Security teams should look for a flexible system that allows them to define the desired compliance or security state by rule. A library of pre-defined policies such as PCI-DSS, HIPAA, DISA STIG, and SOX, including both audit and remediation capabilities, can be used as templates or customised and extended to meet individual requirements. With greater confidence in the accuracy of audit results, the operations team can take corrective action more decisively.
SecOps teams need to have complete visibility into the state of the environment at any time –- rather than just a configuration snapshot taken prior to the audit. The team will want to look into ongoing audits, which can provide real-time data feeds and help in verifying compliance. Compatibility with other tools and even manual configuration management is definitely a must in facilitating seamless adoption and enabling SecOps to spot issues on-the-fly.
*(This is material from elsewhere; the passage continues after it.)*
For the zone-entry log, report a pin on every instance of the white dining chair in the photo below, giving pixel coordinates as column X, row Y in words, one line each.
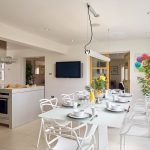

The best solution to close the SecOps gap would be to provide both teams with a common context point to unify audit and remediation. In terms of remediation, the operations team would appreciate a system that provides the option to make targeted, specific changes only to the parts of a file that are affected by compliance violation, rather than replacing the entire file. Remediation should not be considered as a final measure and any system that is deployed needs to remain fully transparent and designated as 'compliant with exceptions' rather than simply compliant or non-compliant. To ensure complete security, role-based access control and delegation that ensure only approved users are able execute changes should be included. Of course, an option for the operations team to return to a known good state if necessary would be reassuring.